Update event semantics:

  • training_fit: initial benign baseline fit while trained_hours < training_hours; uses training fit method (Welford-style), not EWMA alpha.

  • baseline_update: normal post-training adaptation; uses EWMA with baseline_alpha. In ADWIN mode, this is used when ADWIN does not signal drift.

  • drift_update: post-training drift adaptation; uses EWMA with drift_alpha. In ADWIN mode, this is used only after ADWIN drift signal and small/drift-like classification.

  • suspicious_update: post-training conservative adaptation; uses EWMA with suspicious_alpha. In ADWIN mode, this is used only after ADWIN drift signal and suspicious classification.

When use_adwin_drift=false:

  1. training_fit
    During benign training: Welford fit (no EWMA alpha).

  2. drift_update
    If anomaly score is small (hourly_score <= adaptation_score_threshold) and flow anomaly count is small (<= max_small_flow_anomalies), update with drift_alpha.

  3. suspicious_update
    Otherwise update with suspicious_alpha (much smaller), to limit poisoning.

For normal non-anomalous periods outside training, per-feature EWMA uses baseline_alpha.

ADWIN drift trigger (use_adwin_drift=true)

If use_adwin_drift=true and river is installed, ADWIN is the only drift trigger in both paths:

  • Hourly path: ADWIN receives each raw hourly feature stream.

  • Flow path: ADWIN receives each raw per-flow signal stream.

  • ADWIN drift detected -> classify as drift_update or suspicious_update using existing thresholds.

  • No ADWIN drift -> use baseline_update (baseline_alpha), even if anomalies exist.

  • During benign training, ADWIN is still warmed with benign scores to reduce cold-start noise after training.

Why raw signals:

  • drift is a distribution change in the observed variables, so ADWIN tracks the raw feature streams directly,

  • z-scores are still used for anomaly magnitude and evidence reasons, but not as the primary drift input.

Performance note:

  • hourly ADWIN cost scales with hourly feature count,

  • flow ADWIN cost scales with per-flow signal count,

  • both are constant-time scalar updates and usually lightweight.

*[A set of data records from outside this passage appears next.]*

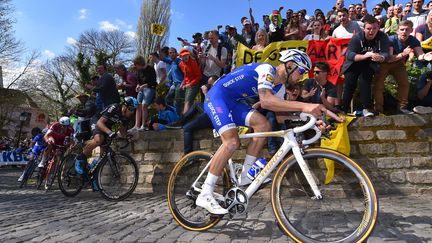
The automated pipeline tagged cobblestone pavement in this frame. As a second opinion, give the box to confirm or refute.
[0,168,432,243]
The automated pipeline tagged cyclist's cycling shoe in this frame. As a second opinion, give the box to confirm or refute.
[92,180,99,192]
[239,176,271,186]
[75,159,86,175]
[195,194,228,215]
[239,176,271,187]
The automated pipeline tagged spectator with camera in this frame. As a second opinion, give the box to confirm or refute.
[301,62,339,110]
[342,15,390,117]
[374,20,432,114]
[180,48,201,113]
[198,30,228,85]
[128,55,157,132]
[114,63,138,97]
[403,0,429,31]
[413,71,432,114]
[332,8,362,38]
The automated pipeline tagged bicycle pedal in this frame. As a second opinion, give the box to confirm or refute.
[229,212,248,220]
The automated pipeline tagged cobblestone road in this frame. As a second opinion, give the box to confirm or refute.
[0,168,432,243]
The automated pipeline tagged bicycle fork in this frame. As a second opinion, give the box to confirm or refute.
[292,144,322,199]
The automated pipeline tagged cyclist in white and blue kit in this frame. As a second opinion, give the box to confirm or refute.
[196,49,341,215]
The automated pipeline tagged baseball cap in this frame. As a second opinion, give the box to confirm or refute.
[242,19,251,25]
[179,47,190,56]
[192,32,202,38]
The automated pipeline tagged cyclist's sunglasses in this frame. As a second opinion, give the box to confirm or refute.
[126,105,136,112]
[284,63,306,78]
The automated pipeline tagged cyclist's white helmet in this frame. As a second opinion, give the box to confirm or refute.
[59,116,70,126]
[279,49,312,71]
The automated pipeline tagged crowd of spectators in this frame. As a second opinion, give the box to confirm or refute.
[79,0,432,155]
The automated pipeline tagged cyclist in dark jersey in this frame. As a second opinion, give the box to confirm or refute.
[196,49,341,214]
[75,96,138,175]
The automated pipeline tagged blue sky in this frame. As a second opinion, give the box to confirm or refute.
[13,0,382,58]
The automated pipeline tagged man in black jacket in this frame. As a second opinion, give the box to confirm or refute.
[93,64,120,109]
[72,94,99,140]
[342,15,390,117]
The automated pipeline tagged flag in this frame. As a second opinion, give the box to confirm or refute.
[321,116,355,184]
[150,24,166,36]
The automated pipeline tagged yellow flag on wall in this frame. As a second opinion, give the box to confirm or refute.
[150,24,166,36]
[421,37,432,50]
[321,116,355,184]
[236,40,309,67]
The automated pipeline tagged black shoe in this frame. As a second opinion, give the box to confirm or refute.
[165,121,183,129]
[397,108,414,115]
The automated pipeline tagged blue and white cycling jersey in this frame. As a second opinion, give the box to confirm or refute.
[32,133,46,154]
[204,63,282,134]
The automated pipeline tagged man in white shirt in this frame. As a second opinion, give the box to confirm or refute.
[332,8,362,38]
[150,52,167,84]
[198,30,228,85]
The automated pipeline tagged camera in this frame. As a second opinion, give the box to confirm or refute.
[425,71,432,80]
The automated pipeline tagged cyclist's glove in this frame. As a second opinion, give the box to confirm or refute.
[108,132,117,139]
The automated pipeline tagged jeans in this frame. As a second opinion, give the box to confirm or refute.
[342,61,375,112]
[183,113,213,154]
[373,60,409,112]
[166,84,185,116]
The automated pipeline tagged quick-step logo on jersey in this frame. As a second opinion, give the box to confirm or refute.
[223,74,245,88]
[207,102,222,126]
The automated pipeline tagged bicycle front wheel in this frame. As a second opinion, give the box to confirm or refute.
[271,148,378,242]
[45,157,58,192]
[97,153,138,201]
[57,154,84,197]
[168,151,230,231]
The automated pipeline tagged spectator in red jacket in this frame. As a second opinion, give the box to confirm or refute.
[180,48,201,114]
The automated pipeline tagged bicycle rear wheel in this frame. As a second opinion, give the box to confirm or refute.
[36,167,47,190]
[45,159,59,192]
[271,148,378,242]
[97,153,138,201]
[168,151,230,231]
[57,154,84,197]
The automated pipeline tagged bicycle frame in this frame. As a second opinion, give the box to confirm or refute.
[192,113,322,201]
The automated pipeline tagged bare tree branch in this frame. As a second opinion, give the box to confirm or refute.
[136,0,171,56]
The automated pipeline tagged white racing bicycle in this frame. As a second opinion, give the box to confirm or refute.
[168,113,378,242]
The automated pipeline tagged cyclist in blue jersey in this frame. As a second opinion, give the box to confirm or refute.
[196,49,342,215]
[18,127,48,181]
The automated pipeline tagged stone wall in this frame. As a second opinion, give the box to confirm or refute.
[121,115,432,194]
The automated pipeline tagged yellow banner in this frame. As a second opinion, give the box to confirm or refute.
[236,40,308,67]
[421,37,432,50]
[150,24,166,36]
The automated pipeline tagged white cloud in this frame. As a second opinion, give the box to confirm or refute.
[99,20,119,31]
[78,8,88,20]
[42,50,55,59]
[171,9,185,20]
[66,37,77,46]
[116,19,126,27]
[125,31,136,39]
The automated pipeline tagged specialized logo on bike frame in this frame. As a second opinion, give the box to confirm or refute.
[207,103,222,126]
[255,150,283,183]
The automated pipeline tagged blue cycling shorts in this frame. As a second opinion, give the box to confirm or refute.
[32,146,45,154]
[204,90,255,134]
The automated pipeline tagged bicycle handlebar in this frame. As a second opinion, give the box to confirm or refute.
[293,112,321,145]
[293,112,316,133]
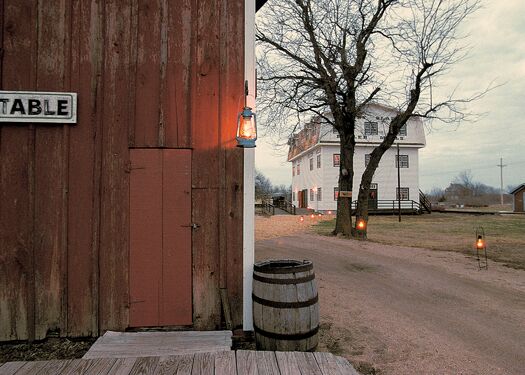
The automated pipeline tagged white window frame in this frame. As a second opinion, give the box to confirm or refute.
[364,121,379,135]
[332,154,341,167]
[396,187,410,201]
[396,155,410,168]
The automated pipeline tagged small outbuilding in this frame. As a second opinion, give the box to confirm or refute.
[510,184,525,212]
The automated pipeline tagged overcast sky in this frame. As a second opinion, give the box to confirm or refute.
[255,0,525,192]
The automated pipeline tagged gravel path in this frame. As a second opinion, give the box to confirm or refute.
[256,218,525,374]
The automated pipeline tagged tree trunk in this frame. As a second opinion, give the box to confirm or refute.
[334,134,355,236]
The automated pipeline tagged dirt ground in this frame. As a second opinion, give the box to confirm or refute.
[256,216,525,374]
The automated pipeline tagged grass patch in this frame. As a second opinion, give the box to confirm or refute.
[314,213,525,270]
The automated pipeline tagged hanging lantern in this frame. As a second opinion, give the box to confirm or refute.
[356,219,366,230]
[476,235,485,250]
[237,107,257,148]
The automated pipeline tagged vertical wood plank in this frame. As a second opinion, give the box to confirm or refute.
[161,0,195,148]
[192,0,221,329]
[132,0,161,147]
[67,0,103,336]
[191,353,215,375]
[34,0,70,339]
[0,0,37,340]
[159,149,193,325]
[129,149,162,327]
[99,0,131,330]
[220,1,244,327]
[175,354,194,375]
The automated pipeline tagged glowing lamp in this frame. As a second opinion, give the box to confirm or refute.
[237,107,257,148]
[357,219,366,230]
[476,236,485,249]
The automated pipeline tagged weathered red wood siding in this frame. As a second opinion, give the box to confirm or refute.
[0,0,244,341]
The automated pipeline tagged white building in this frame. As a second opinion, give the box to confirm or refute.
[288,104,425,212]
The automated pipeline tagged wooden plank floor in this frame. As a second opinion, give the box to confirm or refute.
[83,331,232,359]
[0,350,358,375]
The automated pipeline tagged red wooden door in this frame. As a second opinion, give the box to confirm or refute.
[129,149,192,327]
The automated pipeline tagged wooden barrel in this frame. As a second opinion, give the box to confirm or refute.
[252,260,319,351]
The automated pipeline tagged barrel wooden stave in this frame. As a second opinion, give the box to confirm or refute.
[253,263,319,351]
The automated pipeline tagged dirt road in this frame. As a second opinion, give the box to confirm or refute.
[256,233,525,374]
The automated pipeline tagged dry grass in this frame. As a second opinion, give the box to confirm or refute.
[315,213,525,269]
[255,215,320,241]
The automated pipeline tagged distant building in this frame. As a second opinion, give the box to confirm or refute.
[288,104,425,212]
[510,184,525,212]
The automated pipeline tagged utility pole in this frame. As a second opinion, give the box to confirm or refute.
[397,142,401,222]
[497,158,507,206]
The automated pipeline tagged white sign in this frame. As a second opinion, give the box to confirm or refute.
[0,91,77,124]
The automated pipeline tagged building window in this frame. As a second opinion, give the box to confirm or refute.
[396,155,408,168]
[365,154,372,168]
[396,188,410,201]
[333,154,341,167]
[365,121,377,135]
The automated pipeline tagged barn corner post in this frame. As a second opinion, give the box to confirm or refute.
[243,0,257,331]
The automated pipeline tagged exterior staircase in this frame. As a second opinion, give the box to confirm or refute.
[419,190,432,214]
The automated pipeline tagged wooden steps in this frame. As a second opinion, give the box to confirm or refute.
[83,331,232,359]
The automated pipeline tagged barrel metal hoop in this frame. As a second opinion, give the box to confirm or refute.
[253,261,314,273]
[253,273,315,285]
[253,325,319,340]
[252,293,319,309]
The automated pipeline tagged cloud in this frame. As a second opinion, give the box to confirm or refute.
[256,0,525,190]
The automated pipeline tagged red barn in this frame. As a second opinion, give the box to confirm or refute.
[0,0,255,341]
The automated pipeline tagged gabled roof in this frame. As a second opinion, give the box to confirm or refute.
[288,103,425,161]
[255,0,267,12]
[288,122,321,161]
[510,184,525,194]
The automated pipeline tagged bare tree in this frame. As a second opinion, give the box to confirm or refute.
[256,0,481,237]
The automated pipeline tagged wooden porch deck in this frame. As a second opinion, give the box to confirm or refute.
[0,350,358,375]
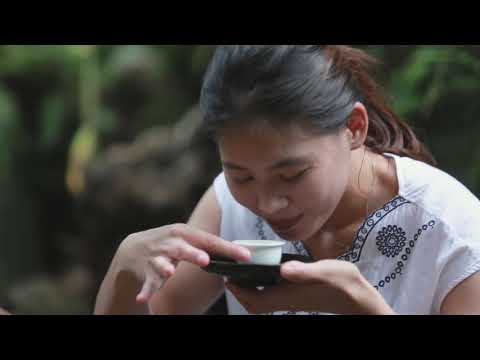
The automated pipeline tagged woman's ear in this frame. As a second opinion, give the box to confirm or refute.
[347,102,369,150]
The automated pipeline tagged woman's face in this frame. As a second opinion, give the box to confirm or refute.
[219,127,351,241]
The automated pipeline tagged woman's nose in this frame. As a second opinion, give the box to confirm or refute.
[257,195,288,215]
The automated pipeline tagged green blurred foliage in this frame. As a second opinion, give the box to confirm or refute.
[0,45,480,312]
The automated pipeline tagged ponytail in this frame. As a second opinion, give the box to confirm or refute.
[322,45,437,166]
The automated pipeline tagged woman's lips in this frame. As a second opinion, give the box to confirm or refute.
[267,215,303,233]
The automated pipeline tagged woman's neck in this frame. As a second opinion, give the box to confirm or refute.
[308,148,398,250]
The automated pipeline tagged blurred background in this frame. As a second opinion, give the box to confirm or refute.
[0,45,480,314]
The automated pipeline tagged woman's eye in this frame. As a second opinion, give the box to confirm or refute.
[282,169,310,182]
[233,176,253,185]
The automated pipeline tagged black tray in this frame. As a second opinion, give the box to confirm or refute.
[203,254,312,288]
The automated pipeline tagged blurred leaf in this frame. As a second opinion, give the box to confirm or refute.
[40,95,66,149]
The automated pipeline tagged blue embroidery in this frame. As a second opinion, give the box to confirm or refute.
[377,225,407,257]
[375,220,435,290]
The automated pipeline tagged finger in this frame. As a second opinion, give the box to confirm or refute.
[136,277,158,304]
[149,256,175,281]
[280,260,346,284]
[280,261,314,283]
[172,225,251,261]
[225,283,258,314]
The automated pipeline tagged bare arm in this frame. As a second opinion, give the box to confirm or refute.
[440,273,480,315]
[151,188,224,314]
[95,189,244,314]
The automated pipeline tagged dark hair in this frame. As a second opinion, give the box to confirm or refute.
[200,45,436,165]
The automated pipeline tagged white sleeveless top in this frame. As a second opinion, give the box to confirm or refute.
[214,154,480,315]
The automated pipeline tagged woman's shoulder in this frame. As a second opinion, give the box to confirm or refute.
[396,154,480,241]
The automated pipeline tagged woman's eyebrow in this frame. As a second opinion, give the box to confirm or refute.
[222,157,311,171]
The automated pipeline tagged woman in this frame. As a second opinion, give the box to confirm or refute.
[96,45,480,314]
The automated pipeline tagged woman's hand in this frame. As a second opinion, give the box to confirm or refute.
[226,260,393,315]
[106,224,250,304]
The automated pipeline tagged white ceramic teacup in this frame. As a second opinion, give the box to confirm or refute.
[233,240,285,265]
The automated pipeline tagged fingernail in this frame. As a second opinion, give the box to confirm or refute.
[197,254,210,264]
[283,262,299,273]
[241,248,252,260]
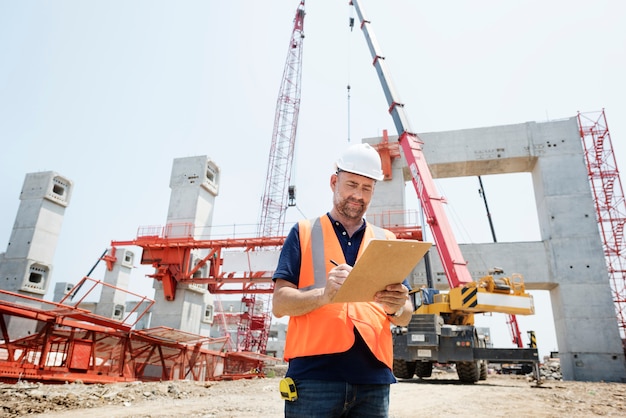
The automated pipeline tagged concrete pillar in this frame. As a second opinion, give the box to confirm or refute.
[94,248,135,320]
[151,156,220,336]
[0,171,72,338]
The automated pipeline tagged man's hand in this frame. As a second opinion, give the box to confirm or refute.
[374,283,409,314]
[323,264,352,303]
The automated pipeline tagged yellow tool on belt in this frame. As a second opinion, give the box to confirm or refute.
[279,377,298,402]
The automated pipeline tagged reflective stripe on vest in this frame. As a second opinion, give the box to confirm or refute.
[285,216,395,368]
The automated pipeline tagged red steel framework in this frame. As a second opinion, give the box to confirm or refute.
[0,277,276,383]
[578,109,626,338]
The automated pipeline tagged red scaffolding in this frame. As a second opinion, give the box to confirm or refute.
[578,110,626,339]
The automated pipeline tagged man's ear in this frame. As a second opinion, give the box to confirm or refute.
[330,173,337,192]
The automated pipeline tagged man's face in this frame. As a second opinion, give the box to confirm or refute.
[331,171,376,220]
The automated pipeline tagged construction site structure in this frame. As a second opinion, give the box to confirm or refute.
[350,0,626,382]
[0,171,73,337]
[350,0,539,383]
[578,110,626,340]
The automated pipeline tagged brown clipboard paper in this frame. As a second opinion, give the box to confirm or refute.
[332,239,432,303]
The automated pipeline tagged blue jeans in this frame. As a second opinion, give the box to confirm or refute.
[285,380,389,418]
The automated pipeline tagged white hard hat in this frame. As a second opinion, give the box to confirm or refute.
[335,144,384,181]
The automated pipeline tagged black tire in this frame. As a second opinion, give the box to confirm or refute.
[393,360,415,379]
[456,361,480,383]
[415,361,433,377]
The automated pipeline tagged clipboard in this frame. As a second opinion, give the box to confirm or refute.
[332,239,432,303]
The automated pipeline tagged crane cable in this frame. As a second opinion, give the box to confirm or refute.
[346,5,354,143]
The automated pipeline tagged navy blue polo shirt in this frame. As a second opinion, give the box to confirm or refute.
[273,213,408,384]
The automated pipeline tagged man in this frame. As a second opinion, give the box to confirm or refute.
[272,144,413,417]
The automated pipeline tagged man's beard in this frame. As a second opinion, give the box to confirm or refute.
[336,199,367,220]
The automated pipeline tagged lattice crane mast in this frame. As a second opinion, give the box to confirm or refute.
[237,0,305,353]
[258,0,305,237]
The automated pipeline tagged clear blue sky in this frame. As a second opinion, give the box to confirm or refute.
[0,0,626,360]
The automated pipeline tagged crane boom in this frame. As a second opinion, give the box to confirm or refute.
[258,0,305,237]
[350,0,472,288]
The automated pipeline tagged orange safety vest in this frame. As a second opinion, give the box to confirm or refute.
[284,216,396,369]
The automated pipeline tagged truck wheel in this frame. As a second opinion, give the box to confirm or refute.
[415,361,433,377]
[393,360,415,379]
[456,361,480,383]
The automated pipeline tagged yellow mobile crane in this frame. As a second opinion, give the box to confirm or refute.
[349,0,539,383]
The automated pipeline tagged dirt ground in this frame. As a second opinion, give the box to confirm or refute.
[0,373,626,418]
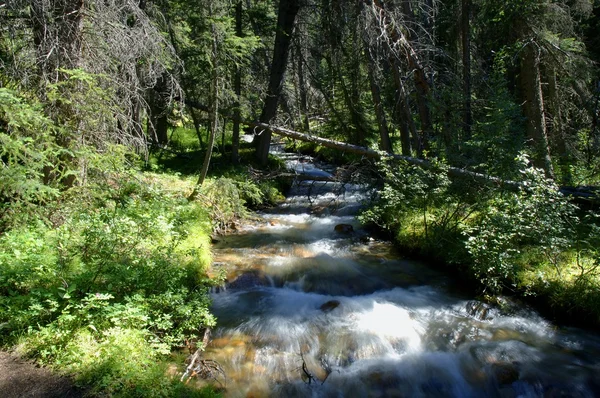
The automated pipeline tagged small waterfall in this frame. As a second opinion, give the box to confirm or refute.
[205,151,600,397]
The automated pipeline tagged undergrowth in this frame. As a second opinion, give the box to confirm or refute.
[360,156,600,327]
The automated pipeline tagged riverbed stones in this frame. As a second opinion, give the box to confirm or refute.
[319,300,340,312]
[334,224,354,234]
[227,270,270,289]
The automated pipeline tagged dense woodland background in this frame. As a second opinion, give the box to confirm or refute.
[0,0,600,396]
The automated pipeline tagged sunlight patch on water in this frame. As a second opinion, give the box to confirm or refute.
[354,302,423,352]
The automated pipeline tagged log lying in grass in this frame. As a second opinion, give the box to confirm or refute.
[248,123,600,205]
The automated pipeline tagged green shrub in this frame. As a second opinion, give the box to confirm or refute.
[465,158,578,292]
[0,172,215,396]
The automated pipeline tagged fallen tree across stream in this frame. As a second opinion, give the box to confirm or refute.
[247,123,600,205]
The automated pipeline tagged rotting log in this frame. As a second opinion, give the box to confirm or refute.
[247,123,600,206]
[248,123,521,190]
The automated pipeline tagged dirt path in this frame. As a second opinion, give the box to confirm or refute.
[0,351,84,398]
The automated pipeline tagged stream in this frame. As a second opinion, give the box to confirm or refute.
[204,153,600,397]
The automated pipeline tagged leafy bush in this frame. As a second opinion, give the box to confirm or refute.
[0,87,62,233]
[0,168,215,396]
[465,157,578,292]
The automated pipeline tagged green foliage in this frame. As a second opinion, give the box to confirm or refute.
[465,158,577,292]
[0,165,215,396]
[200,175,282,233]
[0,87,63,233]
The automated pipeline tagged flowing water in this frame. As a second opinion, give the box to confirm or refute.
[205,150,600,397]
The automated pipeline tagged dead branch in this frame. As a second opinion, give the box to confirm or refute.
[180,328,227,386]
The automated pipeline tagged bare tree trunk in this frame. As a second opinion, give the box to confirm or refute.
[391,65,414,157]
[363,0,433,153]
[256,0,300,165]
[461,0,473,140]
[190,107,204,149]
[544,65,573,185]
[188,23,219,201]
[521,41,554,178]
[296,43,310,133]
[365,48,393,153]
[231,0,244,165]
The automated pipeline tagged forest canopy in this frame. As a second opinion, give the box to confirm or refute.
[0,0,600,395]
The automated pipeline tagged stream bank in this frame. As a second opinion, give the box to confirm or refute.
[199,150,600,397]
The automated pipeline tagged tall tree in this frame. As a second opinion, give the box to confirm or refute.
[256,0,300,165]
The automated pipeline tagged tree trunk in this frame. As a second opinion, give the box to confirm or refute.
[249,123,523,190]
[188,23,219,201]
[391,65,414,157]
[296,43,310,133]
[461,0,473,141]
[363,0,433,153]
[521,41,554,178]
[231,0,244,165]
[256,0,300,166]
[544,65,573,185]
[365,48,393,153]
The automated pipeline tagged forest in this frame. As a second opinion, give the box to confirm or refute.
[0,0,600,397]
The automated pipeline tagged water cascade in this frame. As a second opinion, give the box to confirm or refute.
[204,148,600,397]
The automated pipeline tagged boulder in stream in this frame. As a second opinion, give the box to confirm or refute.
[319,300,340,312]
[227,270,270,289]
[334,224,354,234]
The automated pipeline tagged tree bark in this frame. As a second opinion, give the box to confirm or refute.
[391,65,414,157]
[461,0,473,140]
[256,0,300,166]
[248,123,522,190]
[521,41,554,178]
[363,0,433,153]
[231,0,244,165]
[296,43,310,133]
[365,48,393,153]
[544,65,573,185]
[188,23,219,201]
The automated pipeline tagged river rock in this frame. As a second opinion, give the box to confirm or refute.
[334,224,354,234]
[319,300,340,312]
[492,362,519,385]
[227,270,270,289]
[466,300,494,321]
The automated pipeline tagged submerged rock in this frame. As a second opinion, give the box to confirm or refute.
[334,224,354,234]
[492,362,519,385]
[227,270,270,289]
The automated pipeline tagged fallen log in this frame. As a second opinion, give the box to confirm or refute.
[247,123,600,205]
[248,123,521,190]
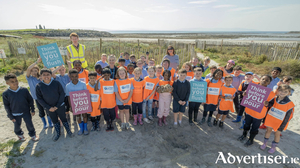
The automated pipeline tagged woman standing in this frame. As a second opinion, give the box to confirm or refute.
[161,45,179,71]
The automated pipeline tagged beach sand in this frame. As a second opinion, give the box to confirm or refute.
[0,55,300,168]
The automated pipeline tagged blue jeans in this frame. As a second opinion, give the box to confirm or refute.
[143,99,153,118]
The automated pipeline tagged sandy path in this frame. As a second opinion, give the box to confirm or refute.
[0,57,300,168]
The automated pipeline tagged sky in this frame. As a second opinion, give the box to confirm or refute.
[0,0,300,31]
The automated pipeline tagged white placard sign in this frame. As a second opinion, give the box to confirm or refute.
[59,47,68,55]
[0,49,6,59]
[18,48,26,54]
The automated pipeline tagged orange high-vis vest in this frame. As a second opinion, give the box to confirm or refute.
[219,85,236,112]
[78,69,89,84]
[130,78,145,103]
[245,91,275,119]
[143,76,159,100]
[185,72,194,81]
[100,79,116,108]
[265,98,295,132]
[238,80,259,91]
[161,68,175,81]
[115,78,132,105]
[86,83,101,117]
[67,44,88,68]
[205,79,223,105]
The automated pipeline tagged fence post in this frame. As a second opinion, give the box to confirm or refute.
[220,39,223,52]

Current tuned defaults for faster ADWIN reaction:

  • adwin_delta: 0.01

  • adwin_clock: 1

  • adwin_grace_period: 5

  • adwin_min_window_length: 5

New server vs JA3 behavior

  • new_servers is modeled as an hourly statistical feature and adapted over time.

  • new_server can also appear as a direct flow-level novelty reason.

  • ja3_changes is handled statistically at hourly level (with fallback gate only when training is zero).

  • new_ja3s can appear as direct flow-level novelty reason.

Confidence and threat level

Each detection computes confidence score [0,1] from multiple factors:

  • anomaly severity,

  • persistence in recent history,

  • baseline quality,

  • multi-signal agreement.

Mapped levels:

  • low / medium / high confidence

Threat level used in evidence:

  • low for low or medium confidence

  • medium for high confidence

Evidence format

Evidence description is human-readable and concise:

HTTPS anomaly: type=<type>; confidence=<level> (<score>); reason=<reason>; value=<value>; why=<explanation>.

Examples of reasons:

  • New Server

  • New JA3S

  • Bytes to Known Server

  • Hourly feature deviations (e.g., New Servers Count, JA3 Changes)

Configuration keys

Section: anomaly_detection_https in config/slips.yaml.

Main keys:

  • training_hours

  • training_fit_method

  • training_alpha

  • hourly_zscore_threshold

  • flow_zscore_threshold

  • adaptation_score_threshold

  • baseline_alpha

  • drift_alpha

  • suspicious_alpha

  • min_baseline_points

  • max_small_flow_anomalies

  • ja3_min_variants_per_server

  • use_adwin_drift

  • adwin_delta

  • adwin_clock

  • adwin_grace_period

  • adwin_min_window_length

  • empirical_threshold_quantile

  • log_verbosity

Defaults (from parser/config):

  • training_alpha: 1.0

  • training_fit_method: welford

  • use_adwin_drift: true

  • adwin_delta: 0.01

  • adwin_clock: 1

  • adwin_grace_period: 5

  • adwin_min_window_length: 5

Reference:

Operational logs

The module logs key events such as:

  • flow arrivals,

  • hour close and computed features,

  • training fit updates,

  • drift updates,

  • suspicious updates,

  • detections and emitted evidence.